Noghès au sommet
Le Monégasque Yann-Antony Noghès propose ce soir, et demain, Sommets, un documentaire au coeur des tractations européennes qui réussit à nous captiver.
Au départ, on était plutôt dubitatif. Deux fois 52 minutes sur les arcanes du Conseil Européen par le prisme de Charles Michel, l’ancien premier ministre belge devenu Président du conseil en décembre 2019... Et force est de constater qu’on s’est laissé prendre par Sommets : dans les secrets des négociations européennes réalisé par le Monégasque Yann-Antony Noghès, un habitué de la politique européenne depuis près de 20 ans. « On voulait en faire un thriller politique avec des enjeux énormes et des personnages », rembobine Noghès.

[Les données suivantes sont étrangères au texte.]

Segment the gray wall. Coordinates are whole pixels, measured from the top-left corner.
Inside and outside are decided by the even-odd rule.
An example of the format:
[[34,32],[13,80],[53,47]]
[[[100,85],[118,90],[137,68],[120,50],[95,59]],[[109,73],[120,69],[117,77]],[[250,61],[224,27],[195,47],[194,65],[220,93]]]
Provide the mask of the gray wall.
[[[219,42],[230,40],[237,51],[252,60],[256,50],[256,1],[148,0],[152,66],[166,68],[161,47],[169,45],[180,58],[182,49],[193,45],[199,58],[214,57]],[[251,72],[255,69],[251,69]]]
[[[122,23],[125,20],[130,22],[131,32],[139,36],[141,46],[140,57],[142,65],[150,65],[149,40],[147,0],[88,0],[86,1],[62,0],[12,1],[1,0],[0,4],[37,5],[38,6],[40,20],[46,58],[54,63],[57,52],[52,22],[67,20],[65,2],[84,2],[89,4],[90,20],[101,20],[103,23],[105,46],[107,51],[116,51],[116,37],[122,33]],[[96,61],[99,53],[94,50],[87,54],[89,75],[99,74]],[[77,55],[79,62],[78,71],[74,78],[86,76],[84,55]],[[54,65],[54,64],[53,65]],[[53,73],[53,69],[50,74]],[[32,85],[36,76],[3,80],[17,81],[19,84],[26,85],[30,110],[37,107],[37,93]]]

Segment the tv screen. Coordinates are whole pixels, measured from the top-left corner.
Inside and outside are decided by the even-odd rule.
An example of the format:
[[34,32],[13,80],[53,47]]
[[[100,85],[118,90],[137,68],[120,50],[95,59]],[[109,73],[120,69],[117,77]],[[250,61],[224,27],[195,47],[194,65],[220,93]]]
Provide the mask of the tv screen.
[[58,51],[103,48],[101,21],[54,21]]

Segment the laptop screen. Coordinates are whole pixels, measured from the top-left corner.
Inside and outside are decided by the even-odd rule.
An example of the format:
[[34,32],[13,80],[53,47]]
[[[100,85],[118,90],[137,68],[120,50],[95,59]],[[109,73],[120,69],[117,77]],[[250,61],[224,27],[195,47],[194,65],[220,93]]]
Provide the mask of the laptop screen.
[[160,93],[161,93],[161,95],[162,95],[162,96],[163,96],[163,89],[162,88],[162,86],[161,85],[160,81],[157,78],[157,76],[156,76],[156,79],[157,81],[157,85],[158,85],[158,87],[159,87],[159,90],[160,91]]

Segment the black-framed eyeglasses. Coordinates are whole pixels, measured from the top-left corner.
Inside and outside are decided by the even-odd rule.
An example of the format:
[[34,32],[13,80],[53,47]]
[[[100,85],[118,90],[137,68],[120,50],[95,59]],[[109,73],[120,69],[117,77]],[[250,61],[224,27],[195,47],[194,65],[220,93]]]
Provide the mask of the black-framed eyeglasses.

Dans la narration, il y a quelque chose de Drive to survive, le documentaire incroyable sur la Formule 1 disponible sur Netflix. Noghès ne renie pas l’inspiration, au contraire. « On pénètre un monde technique et fermé et on raconte une histoire en se servant des personnages ». Une histoire qui rassemble 27 pays avec 27 représentants différents, 27 personnalités (gros coup de coeur pour le bagout du premier ministre luxembourgeois Xavier Bettel) et au milieu Charles Michel qui doit gérer tout ce petit monde autour d’une table... à l’aide d’une clochette et de son sens de la négociation.
House of cards européen
Le premier épisode, diffusé ce soir sur LCP, met en avant les difficiles négociations entre tous les états membres pour adopter, à l’unanimité, la neutralité carbone d’ici 2050. Forcément, certains se montrent récalcitrants comme la Pologne représentée par son premier ministre Mateusz Morawiecki dont 80 % de l’énergie provient du charbon. Morawiecki qui, plus jeune, fut menacé et forcé à creuser sa tombe par la police politique communiste qui avait promis de violer et tuer mère et soeur s’il ne livrait pas où se trouvait son père.
Il ne craqua jamais.
Bon courage à Charles Michel qui, lui, jouait au ping-pong dans son garage avec son père, pour trouver une prise sur son opposant. Mais voilà, Sommets aleméritedemontrer les points de vue de tout le monde. « Si on comprend mieux les positions de chacun, on n’est plus dans une logique de gagnant-perdant mais de compromis, étaye Noghès. Il a fallu s’armer de beaucoup de patience, de conviction et respecter les pensées de chacun pour que cela ait un sens ». Charles Michel, qui doit oeuvrer avec la Ligue des champions des négociateurs autour de la table, n’est pas présenté de manière hagiographique, l’histoire n’est pas sur lui mais racontée à travers lui. On retrouve, toutes proportions gardées, la même dynamique et la volonté de démocratiser le fonctionnement politique de la machine européenne que l’on avait pu observer dans des séries comme House of cards ou A la Maison-Blanche. Tout ceci est rendu possible par la carte blanche donnée à la production. Alors que d’habitude il faut passer par neuf barrages de sécurité entre le monde libre et la salle du Conseil, les caméras de Yann-Antony
Noghès sont partout. Jamais intrusives. Toujours bien placées pour capturer des moments uniques comme cette remarque virile du Hongrois Viktor Orban lors de l’ouverture de la réunion.
On se prend au jeu
Le deuxième épisode, diffusé demain soir, est consacré à une autre négociation difficile puisqu’il se focalise sur le fonds de relance de 750 milliards d’euros destiné à soutenir les économies européennes des suites du Covid-19. Là, tout est différent puisque l’opposition est frontale entre les pays du
Nord et ceux du Sud. Les premiers s’estimant vertueux et trouvent que les seconds sont un peu trop dépensiers. Entre phrases assassines comme celle du Néerlandais Jeroen Dijsselbloem qui pensent que le Sud dépensent l’argent en « femme et alcool » et retournements de situation, on se laisse vraiment prendre au jeu.
Il y a de quoi en faire une vraie série politique car les deux premiers épisodes sont palpitants.
Sommets : dans les secrets des négociations européennes. Ce soir et demain à 20 h 30 sur LCP.